UTRGV has since delayed the start of football to the 2025 season. It plans to play home games in Brownsville and Edinburg, both home to UTRGV campuses that it inherited from its predecessor institutions. The university has committed to establishing separate marching bands and spirit programs (cheerleading and dance) for the two campuses.

Conference History
After becoming a four-year college in 1952, the Broncs were members of the NAIA until the 1962–63 season. The Broncs were an independent in the first year of NAIA membership. From the 1953–54 season to the 1961–62 season, the teams were members of the Big State Conference. In 1962–63, the team had a dual membership in the NAIA and NCAA Division II. The Broncs began transitioning to NCAA Division I in 1965–66 with the tennis team. The men's basketball began its transition in 1968–69. Broncs men's basketball participated as an Independent until the 1979–80 season when the team was a member of the Trans America Athletic Conference (now known as the ASUN Conference) and returned to independent status until 1986–87. UTPA joined the American South Conference as a charter member in 1987 and remained a member until the American South Conference merged with the Sun Belt Conference in 1991. The Broncs left the Sun Belt Conference at the end of the 1997–98 season and returned to independent status.

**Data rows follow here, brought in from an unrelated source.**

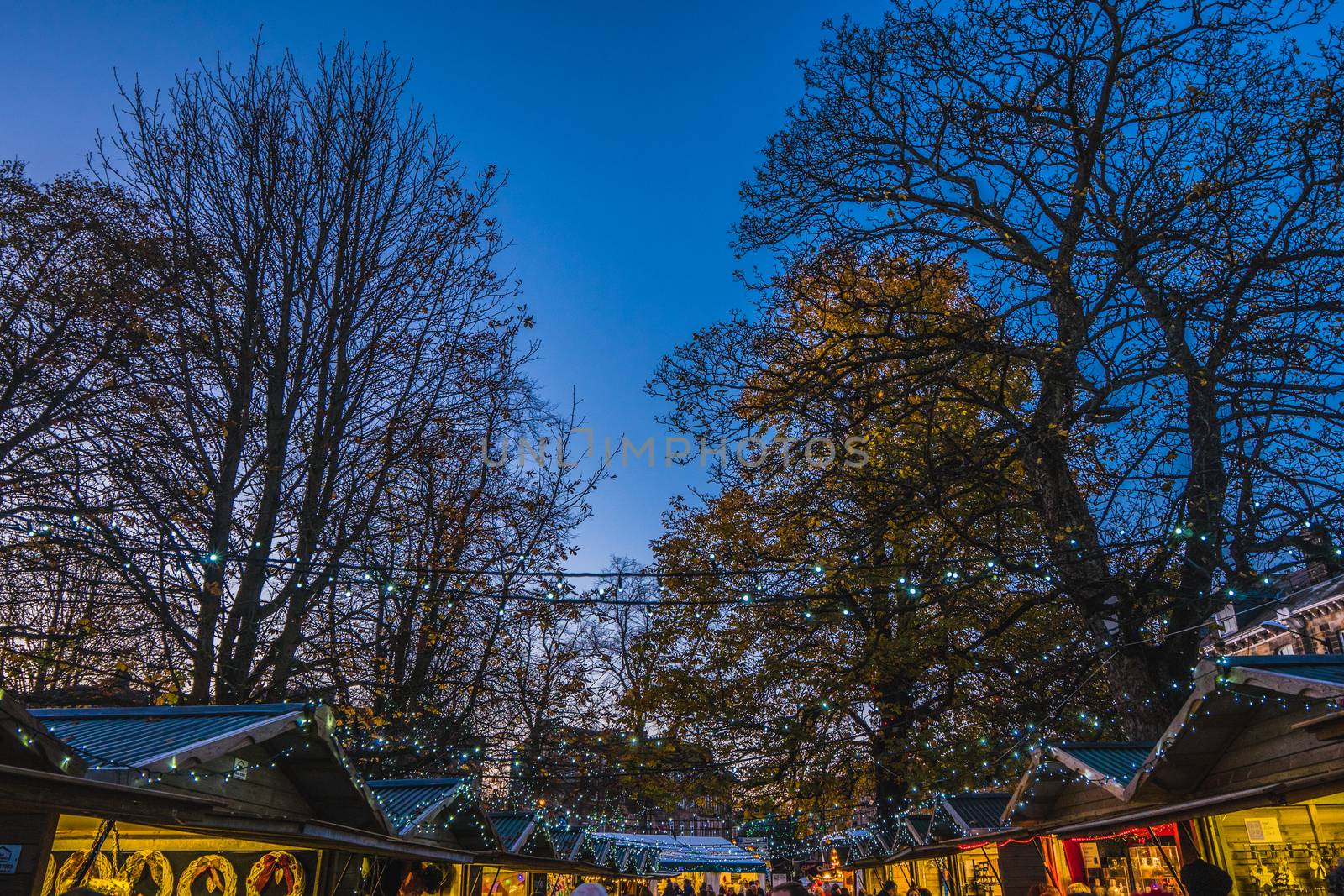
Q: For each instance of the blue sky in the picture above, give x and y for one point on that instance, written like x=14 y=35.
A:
x=625 y=128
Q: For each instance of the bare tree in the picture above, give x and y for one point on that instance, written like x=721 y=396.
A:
x=81 y=275
x=342 y=286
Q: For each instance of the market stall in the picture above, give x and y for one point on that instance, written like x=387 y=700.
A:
x=282 y=812
x=714 y=862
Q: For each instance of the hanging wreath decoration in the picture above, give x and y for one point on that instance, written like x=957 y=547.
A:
x=74 y=862
x=279 y=867
x=219 y=872
x=160 y=872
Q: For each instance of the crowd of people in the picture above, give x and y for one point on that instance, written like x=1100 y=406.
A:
x=1198 y=878
x=687 y=888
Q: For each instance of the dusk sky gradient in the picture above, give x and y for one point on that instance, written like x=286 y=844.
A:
x=625 y=128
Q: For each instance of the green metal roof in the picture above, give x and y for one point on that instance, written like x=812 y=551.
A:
x=1116 y=761
x=134 y=736
x=27 y=743
x=405 y=801
x=968 y=813
x=1326 y=668
x=511 y=826
x=691 y=855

In 2008 it was announced that the Broncs would be charter members of the previously football-only Great West Conference when it began all-sports play in 2008. During the fall of 2008, the UTPA Cross Country team was the first to win a Great West Conference team title. UTPA exited Great West Conference after the 2012–2013 season.

The UTPA Broncs were one of the newest members of the Western Athletic Conference (WAC). Men's soccer returned to the athletic program in 2015, and women's soccer started in 2014.

Football is expected to join the ASUN–WAC Football Conference when the sport is added in 2025.